Nitrolic acids are organic compounds with the functional group RC(NO_{2})=NOH. They are prepared by the reaction of nitroalkanes with base and nitrite sources:
RCH_{2}NO_{2} + HNO_{2} → RC(NO_{2})=NOH + H_{2}O
The conversion was first demonstrated by Victor Meyer using nitroethane. The reaction proceeds via the intermediacy of the nitronate anion.

==Occurrence==
Most nitrolic acids are laboratory curiosities. One exception is the compound HO_{2}C(CH_{2})_{4}C(NO_{2})=NOH, which is produced by the oxidation of cyclohexanone with nitric acid.
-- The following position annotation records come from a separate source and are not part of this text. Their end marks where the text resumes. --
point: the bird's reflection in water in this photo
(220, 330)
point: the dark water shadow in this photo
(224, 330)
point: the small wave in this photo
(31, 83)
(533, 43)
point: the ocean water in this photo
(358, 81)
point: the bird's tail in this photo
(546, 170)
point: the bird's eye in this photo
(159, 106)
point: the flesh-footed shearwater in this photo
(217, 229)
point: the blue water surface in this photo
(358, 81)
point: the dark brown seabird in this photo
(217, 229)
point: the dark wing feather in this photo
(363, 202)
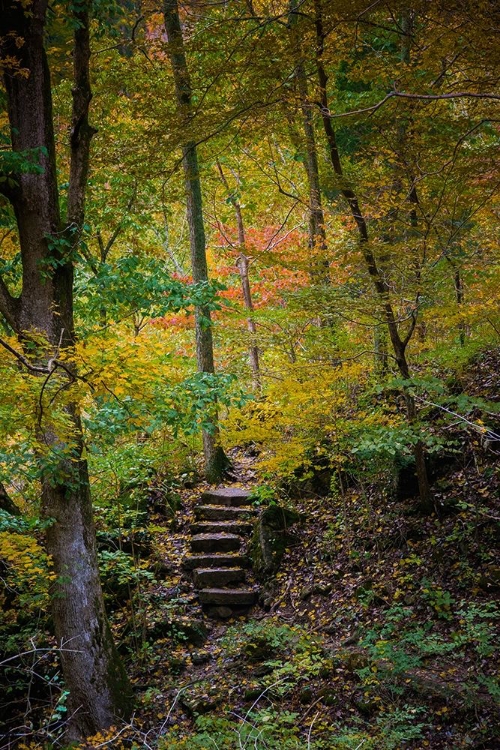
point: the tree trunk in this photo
(216, 462)
(7, 504)
(98, 688)
(317, 232)
(243, 264)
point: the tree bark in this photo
(93, 674)
(7, 504)
(317, 231)
(399, 342)
(242, 264)
(216, 462)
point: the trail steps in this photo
(224, 520)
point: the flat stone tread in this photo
(226, 496)
(227, 577)
(238, 597)
(220, 535)
(227, 492)
(218, 570)
(191, 562)
(227, 511)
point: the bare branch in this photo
(418, 97)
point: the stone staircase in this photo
(218, 564)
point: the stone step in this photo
(217, 577)
(222, 513)
(215, 542)
(216, 527)
(233, 496)
(228, 597)
(191, 562)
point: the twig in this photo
(310, 730)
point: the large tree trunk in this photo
(317, 231)
(98, 688)
(398, 340)
(243, 263)
(216, 462)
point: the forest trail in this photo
(218, 561)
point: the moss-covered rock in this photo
(270, 539)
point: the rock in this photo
(227, 597)
(216, 527)
(322, 589)
(200, 704)
(176, 665)
(220, 613)
(270, 538)
(366, 707)
(232, 496)
(217, 577)
(306, 695)
(188, 631)
(261, 670)
(200, 657)
(215, 542)
(215, 561)
(259, 650)
(253, 694)
(489, 580)
(328, 696)
(223, 513)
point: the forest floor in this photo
(380, 629)
(378, 632)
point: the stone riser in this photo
(215, 543)
(228, 597)
(223, 518)
(223, 513)
(216, 527)
(217, 577)
(193, 562)
(229, 497)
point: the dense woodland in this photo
(249, 246)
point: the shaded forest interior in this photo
(250, 357)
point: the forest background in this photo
(313, 186)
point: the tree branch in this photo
(405, 95)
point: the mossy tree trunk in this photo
(93, 674)
(216, 462)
This species decomposes to adipic acid and nitrous oxide:
HO_{2}C(CH_{2})_{4}C(NO_{2})=NOH → HO_{2}C(CH_{2})_{4}CO_{2}H + N_{2}O

This conversion is thought to be the largest anthropogenic route to N_{2}O, which, on a molecule-to-molecule basis, has 298 times the atmospheric heat-trapping ability of carbon dioxide. Adipic acid is a precursor to many nylon polymers. In the end, nitrous oxide is produced in about one to one mole ratio to the adipic acid.